Anksiyete tedavisinde farklı yaklaşımlar benimsenir. Hastalığın nedenine ve ortaya çıkan semptomlara bağlı olarak uygulanacak tedavi farklılık gösterir. Bu noktada ilaç tedavisi, psikoterapi ve yaşam tarzı değişiklikleri gibi farklı yöntemler vardır.
Psikoterapi, en etkili tedavi yöntemlerinden biri olarak kabul edilir ve bu kapsamda bilişsel davranışçı terapi (BDT) yaygın olarak uygulanır. Burada temel hedef, olumsuz duygu ve düşünce kalıplarını öğrenmek ve değiştirmektir. Kaygıya neden olan düşünceler fark edilir ve bunların daha gerçekçi ve olumlu düşüncelerle değiştirilmesi sağlanır. En sık tercih edilen tedavi yöntemlerindendir. BDT haricinde kişinin durumuna göre maruz bırakma terapisi, diyalektik davranış terapisi (DDT) ve kabul ve kararlılık terapisi (ACT) gibi farklı psikoterapi yöntemleri de kullanılır.
Bazı vakalarda semptomların şiddetinin düşürülmesi için ilaç tedavisine başvurulur. Norepinefrin ve serotonin seviyelerinin düzenlenmesi için antidepresanlar reçete edilir. Ayrıca bağımlılık riski için kısa süreli anksiyolitikler, fiziksel belirtilerin azaltılması için beta blokerlar da hastalara verilebilir.
Psikoterapi ve ilaç tedavisine ek olarak hastaların yaşam tarzı değişikliklerine de gitmesi gerekir. Sağlıklı beslenme, düzenli egzersiz, kaliteli uyku, kafein ve alkol alımını azaltma gibi yaşam tarzı değişiklikleri de anksiyete bozukluğunun atlatılmasında etkilidir.
Sık Sorulan Sorular
Anksiyete nedir konusu hakkında sıkça sorulan sorular ve bunların yanıtları aşağıda yer almaktadır.
Anksiyete Bozukluğu Nasıl Geçer?
Anksiyete bozukluğunun tedavisinde kullanılan farklı yaklaşımlar vardır. Bunların başında bilişsel davranışçı terapi (BDT) gelir. BDT ile sorunlu düşünceler fark edilir ve yerlerine sağlıklı düşünceler getirilir. Ayrıca ilaç tedavisi ve yaşam tarzı değişiklikleri de tedavi sürecinde etkilidir.

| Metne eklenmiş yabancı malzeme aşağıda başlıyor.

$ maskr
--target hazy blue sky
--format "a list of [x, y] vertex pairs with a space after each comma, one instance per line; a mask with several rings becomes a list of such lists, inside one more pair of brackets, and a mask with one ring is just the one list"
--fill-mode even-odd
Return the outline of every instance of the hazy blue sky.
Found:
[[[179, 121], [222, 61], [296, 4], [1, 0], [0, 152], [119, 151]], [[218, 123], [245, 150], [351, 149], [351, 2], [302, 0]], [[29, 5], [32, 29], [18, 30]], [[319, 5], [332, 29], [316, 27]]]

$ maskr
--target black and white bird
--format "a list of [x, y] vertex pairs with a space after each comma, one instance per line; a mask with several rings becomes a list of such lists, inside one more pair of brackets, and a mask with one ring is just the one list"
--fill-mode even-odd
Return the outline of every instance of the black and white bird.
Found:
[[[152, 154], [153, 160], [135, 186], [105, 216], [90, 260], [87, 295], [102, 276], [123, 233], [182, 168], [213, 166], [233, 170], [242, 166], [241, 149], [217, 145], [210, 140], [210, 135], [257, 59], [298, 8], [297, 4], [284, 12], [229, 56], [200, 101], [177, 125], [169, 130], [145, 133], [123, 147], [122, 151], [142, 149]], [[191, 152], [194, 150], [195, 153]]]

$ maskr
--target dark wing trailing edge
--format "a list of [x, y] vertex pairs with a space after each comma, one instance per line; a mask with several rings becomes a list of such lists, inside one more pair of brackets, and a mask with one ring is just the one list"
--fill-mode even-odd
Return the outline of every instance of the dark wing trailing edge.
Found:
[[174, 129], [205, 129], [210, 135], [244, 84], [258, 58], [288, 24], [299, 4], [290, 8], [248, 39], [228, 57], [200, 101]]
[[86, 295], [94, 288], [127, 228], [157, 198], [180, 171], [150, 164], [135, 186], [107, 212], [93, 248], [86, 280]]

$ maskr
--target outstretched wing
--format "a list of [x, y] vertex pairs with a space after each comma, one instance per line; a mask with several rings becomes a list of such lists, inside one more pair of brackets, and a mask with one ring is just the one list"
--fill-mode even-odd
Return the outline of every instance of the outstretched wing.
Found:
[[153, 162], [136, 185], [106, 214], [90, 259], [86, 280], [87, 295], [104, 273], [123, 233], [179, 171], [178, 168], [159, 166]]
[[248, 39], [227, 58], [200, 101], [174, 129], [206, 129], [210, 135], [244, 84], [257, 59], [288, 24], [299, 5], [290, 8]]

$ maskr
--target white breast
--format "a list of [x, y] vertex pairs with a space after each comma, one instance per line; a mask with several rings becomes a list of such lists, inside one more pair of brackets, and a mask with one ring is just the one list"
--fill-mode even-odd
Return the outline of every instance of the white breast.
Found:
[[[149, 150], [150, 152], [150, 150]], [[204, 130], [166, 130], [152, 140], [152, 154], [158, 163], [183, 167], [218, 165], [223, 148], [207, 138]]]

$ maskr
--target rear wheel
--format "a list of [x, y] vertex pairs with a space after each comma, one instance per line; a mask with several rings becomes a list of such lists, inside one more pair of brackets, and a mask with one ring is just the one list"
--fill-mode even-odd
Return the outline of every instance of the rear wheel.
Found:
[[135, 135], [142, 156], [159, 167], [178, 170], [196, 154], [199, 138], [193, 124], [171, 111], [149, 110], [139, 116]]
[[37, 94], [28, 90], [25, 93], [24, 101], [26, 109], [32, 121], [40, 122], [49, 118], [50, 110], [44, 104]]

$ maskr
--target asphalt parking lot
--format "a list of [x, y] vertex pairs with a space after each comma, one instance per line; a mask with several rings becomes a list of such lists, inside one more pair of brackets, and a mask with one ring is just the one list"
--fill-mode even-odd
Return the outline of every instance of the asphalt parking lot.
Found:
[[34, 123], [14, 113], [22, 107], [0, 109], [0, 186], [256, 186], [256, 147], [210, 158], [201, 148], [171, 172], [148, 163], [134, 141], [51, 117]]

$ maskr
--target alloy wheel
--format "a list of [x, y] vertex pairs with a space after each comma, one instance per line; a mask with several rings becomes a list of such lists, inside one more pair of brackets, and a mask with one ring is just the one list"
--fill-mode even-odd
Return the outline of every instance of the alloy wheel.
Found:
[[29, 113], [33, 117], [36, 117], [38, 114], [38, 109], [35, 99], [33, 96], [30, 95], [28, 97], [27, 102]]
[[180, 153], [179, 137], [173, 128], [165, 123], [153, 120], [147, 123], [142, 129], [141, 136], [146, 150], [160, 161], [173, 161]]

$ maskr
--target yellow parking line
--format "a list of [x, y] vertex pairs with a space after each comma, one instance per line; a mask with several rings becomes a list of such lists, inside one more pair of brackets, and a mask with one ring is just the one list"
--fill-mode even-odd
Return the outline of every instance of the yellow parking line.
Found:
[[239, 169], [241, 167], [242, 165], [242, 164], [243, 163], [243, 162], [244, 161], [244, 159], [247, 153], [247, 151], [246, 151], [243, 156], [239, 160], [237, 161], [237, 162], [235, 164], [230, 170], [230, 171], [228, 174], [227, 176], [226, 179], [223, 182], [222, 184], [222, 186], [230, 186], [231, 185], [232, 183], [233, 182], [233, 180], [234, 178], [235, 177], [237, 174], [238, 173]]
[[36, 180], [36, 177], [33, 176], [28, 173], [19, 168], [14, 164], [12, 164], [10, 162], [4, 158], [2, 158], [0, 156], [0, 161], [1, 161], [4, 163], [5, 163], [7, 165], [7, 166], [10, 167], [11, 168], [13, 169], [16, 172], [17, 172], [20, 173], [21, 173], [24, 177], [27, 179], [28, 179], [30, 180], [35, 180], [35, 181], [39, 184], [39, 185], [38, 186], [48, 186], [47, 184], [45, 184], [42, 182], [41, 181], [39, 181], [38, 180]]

Anksiyete Kimlerde Görülür?
Çocukluğunda travmatik olaylar yaşayanlar, genetik açıdan yatkın olanlar ve diğer risk faktörlerini taşıyanlarda bu rahatsızlığın görülme olasılığı vardır. Ayrıca kadınlarda risk, erkeklere göre daha yüksektir.
Anksiyete Bozukluğu Olduğunu Nasıl Anlarım?
Bir kişide anksiyete bozukluğu olup olmadığını anlamak için hissettiği duygulara ve bunlara bağlı olarak sergilediği davranışlara bakılması gerekir. Sürekli kaygı ve korku içerisinde olmak, ancak bu duygular için ortada ciddi bir nedenin olmaması, anksiyete bozukluğunun en önemli belirtisidir.